Shakespeare já dizia que não há estrago na natureza que se compare à destruição causada pela fúria de uma mulher desprezada. Ainda mais quando essa mulher consegue o poder necessário para perseguir aqueles que a fizeram sofrer.

Este é apenas um aspecto do caráter de uma das mulheres mais fascinantes da nossa história recente: Chiang Ching, esposa do ex-ditador da China, Mao Tse-Tung. Todo o estrago causado por Chiang Ching durante o regime político de seu marido fez com que fosse conhecida como Demônio de Ossos Brancos. Um epíteto nada lisonjeiro para quem usou nomes com significados bem mais singelos, como Rio Verde (Chiang Ching) e Maçã Azul (Lan Ping).

A vida de Chiang Ching foi banida dos livros da história da China, mas agora é resgatada através do romance de Anchee Min, A construção de Madame Mao (Rocco, 2002). Jornalista e mestre em Cinema e Televisão, Anhee Min chegou a conhecer Madame Mao pessoalmente, quando trabalhava nos estúdios de cinema de Pequim, dirigidos pela esposa do ditador. Mais tarde, já vivendo nos Estados Unidos, Anchee Min relata a vida de Chiang Ching de uma maneira polêmica, apresentando uma mulher com uma vida extremamente sofrida e solitária, e que usou o poder para se vingar daqueles que atrapalharam seu caminho.

Madame Mao nasceu uma menina pobre, filha de uma concubina de um senhor rural do interior da China.
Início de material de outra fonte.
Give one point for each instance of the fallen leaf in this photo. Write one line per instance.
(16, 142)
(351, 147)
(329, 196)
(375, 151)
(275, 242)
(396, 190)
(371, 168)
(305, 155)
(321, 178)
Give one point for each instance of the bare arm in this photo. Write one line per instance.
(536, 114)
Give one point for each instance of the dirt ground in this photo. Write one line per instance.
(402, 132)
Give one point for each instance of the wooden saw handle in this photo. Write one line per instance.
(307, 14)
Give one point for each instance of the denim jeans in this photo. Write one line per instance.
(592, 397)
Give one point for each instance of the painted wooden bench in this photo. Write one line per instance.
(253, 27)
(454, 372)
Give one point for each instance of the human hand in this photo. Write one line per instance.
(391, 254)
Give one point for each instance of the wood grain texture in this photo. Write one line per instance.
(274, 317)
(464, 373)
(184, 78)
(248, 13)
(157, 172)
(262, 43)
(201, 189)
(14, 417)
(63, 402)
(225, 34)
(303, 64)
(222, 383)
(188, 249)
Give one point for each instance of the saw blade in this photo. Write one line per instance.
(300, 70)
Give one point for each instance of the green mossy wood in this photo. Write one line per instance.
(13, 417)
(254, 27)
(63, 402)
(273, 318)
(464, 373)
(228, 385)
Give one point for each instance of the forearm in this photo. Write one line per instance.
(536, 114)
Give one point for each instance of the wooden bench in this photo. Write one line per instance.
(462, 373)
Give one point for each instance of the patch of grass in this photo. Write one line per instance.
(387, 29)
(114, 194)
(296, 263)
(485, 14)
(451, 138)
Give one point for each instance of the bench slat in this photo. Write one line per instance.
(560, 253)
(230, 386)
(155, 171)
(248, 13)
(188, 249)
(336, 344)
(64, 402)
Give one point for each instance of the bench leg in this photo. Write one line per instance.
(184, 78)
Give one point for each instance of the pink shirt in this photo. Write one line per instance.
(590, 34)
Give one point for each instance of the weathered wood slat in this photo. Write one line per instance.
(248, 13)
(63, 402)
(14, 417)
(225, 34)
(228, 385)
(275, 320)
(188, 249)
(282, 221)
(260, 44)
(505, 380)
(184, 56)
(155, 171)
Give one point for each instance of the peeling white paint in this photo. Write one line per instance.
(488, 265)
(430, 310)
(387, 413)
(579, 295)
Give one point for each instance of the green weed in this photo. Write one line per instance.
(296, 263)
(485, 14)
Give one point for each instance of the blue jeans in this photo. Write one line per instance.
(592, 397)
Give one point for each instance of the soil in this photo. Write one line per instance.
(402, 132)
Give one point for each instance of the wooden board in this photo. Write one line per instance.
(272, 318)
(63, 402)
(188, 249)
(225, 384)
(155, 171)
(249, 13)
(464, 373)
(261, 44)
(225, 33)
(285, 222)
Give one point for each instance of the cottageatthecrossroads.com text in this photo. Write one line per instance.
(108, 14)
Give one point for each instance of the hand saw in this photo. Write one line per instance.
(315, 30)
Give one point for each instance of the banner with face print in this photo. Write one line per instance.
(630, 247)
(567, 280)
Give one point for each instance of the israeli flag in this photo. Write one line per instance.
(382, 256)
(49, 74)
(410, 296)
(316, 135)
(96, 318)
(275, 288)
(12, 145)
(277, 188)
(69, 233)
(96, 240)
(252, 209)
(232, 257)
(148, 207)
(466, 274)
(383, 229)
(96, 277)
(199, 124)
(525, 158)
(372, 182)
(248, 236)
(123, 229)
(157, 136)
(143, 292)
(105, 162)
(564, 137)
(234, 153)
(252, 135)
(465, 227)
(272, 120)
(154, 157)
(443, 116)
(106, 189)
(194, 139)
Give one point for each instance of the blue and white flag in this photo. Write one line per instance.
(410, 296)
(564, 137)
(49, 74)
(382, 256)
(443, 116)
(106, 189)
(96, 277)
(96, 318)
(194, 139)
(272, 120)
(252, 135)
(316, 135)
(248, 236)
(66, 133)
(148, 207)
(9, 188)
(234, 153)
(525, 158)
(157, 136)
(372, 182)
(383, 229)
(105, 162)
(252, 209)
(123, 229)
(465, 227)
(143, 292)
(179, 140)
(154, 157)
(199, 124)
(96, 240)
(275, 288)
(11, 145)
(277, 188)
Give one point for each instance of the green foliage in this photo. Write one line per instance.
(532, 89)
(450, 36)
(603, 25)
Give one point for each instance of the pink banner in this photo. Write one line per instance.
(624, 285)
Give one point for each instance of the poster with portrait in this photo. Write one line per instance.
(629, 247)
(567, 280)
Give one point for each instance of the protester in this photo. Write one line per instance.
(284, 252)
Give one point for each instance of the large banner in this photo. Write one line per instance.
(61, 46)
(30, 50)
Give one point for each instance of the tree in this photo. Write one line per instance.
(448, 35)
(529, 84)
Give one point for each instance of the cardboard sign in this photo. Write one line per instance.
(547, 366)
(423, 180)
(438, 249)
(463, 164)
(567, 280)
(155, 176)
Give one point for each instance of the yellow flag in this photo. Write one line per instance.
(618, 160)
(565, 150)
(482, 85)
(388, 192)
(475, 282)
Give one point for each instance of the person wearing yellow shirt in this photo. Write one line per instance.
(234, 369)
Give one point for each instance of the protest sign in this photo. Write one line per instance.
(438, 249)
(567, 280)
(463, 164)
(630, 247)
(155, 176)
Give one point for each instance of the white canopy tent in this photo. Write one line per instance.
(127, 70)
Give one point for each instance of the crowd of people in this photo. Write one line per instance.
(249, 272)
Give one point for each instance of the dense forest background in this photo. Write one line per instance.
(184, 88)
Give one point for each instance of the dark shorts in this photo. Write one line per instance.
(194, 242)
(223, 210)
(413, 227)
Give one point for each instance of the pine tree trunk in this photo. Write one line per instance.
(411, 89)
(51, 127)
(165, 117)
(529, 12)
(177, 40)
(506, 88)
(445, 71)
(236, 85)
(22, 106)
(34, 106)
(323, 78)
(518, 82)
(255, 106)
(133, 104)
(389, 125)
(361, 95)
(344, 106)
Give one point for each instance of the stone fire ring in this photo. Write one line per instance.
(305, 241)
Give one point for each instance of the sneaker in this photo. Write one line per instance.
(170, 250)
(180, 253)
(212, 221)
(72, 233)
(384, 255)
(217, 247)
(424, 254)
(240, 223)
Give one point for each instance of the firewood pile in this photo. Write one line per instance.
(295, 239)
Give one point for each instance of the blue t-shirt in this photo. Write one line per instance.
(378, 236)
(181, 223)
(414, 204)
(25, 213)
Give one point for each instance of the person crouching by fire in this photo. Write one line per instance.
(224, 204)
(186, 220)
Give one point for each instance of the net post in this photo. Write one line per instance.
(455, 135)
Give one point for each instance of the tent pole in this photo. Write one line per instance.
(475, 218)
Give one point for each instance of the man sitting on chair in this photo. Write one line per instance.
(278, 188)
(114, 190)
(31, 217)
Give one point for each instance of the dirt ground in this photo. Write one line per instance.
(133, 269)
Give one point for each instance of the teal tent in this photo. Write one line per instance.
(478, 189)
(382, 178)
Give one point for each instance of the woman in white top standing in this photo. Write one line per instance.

Revoltada com a sina de seguir o mesmo destino da mãe - uma entre as muitas mulheres de um pequeno fazendeiro, constantemente espancada pelo marido -, Chiang, então chamada Yunhe, recusa-se a adotar os mesmos costumes das meninas de sua época. Em uma atitude rebelde, inspirada não se sabe onde, Yunhe recusa-se a ter os pés atrofiados. Depois de algumas semanas de sofrimento com os pés atados, latejantes, manchados de roxo e amarelo e encharcados de pus, a menina decide libertar-se do costume cruel e deixa os pés crescerem livremente, para desespero da mãe.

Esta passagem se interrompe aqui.